グレイはあの深い水底のような瞳をして少しの間考え込んでから答えた。
『今に満足できないからなんだろうね。貪欲さといったらそうなるし』
別のことを考えていて話しかけられたことに気が付かないなんて場合を除けば、グレイはアキリアのこういう疑問に適当な答えを返したことはない。考えていることを一つ一つ言葉にするように淡々と答える彼。それまでアキリアが幾度となく出会ってきた、自分の話にアキリアがどう反応するのかということにしか興味のない、それでいて尤もらしいことを言いたいがため何か気の利いた質問をしろと要求してくるような人達とは違っていた。
だからこそ、彼の傍にいようと思ったのかもしれない。
貪欲でいたら、いつまでも幸せになれないのにね。
そう呟いたアキリアにその通りだと笑ってから、グレイは続けて言った。
『でも、貪欲に何かを求めるというのは、別の言い方をすれば「願う」ことだ。もっと皆の命が長ければいいのに、なんてとてもシンプルで純粋な願いじゃない』
その時は、その言葉に随分呑気だなと内心呆れて、適当な相槌を打ってしまったような気がする。

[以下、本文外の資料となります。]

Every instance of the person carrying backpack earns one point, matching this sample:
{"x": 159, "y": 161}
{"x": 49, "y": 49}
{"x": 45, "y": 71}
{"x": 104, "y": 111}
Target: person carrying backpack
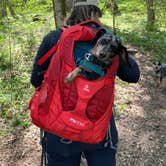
{"x": 59, "y": 151}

『だから貪欲でいることをなかなかやめられない人間がいるんだろうね。願うことを止めない人間が多いのと同じで』
「願い、なのか」
「何が」
カルラに間髪入れず聞き返されて思わず心の呟きを口に出していたことに気が付く。
「コールドスリープは、人々の願いなんだろうってグレイが言ってた」
「だからって、勝手に希望の星みたいに言われて実験台みたいにされても困る」
まあねとアキリアも苦笑する。
「あいつ、どうするんだろうな」
エンジン音に乗せて、ぽつりとカルラが言った。
「サクトから離れるのかとも思ったが、そうでも無いんだろうか」
「……もし、サクトから離れたいとグレイが思ったとして、そんなことができるの」
「できればそんなことは願わないで欲しい所だよ」
かと言って、サクトに戻ったところできっと何も変わらないんだろうな、とアキリアは目を伏せる。あの夜、保護施設の職員が人造体を引き渡していた本当の相手は中央政府の人間だった。その人はイレッタの繁栄を良く思っていなかったという話もある。人造体の持つ翅を目当てにしていたというが、本当にそうだったのか、イレッタで発見された人造体の存在そのものが疎ましかったのか。両方だったのかもしれない。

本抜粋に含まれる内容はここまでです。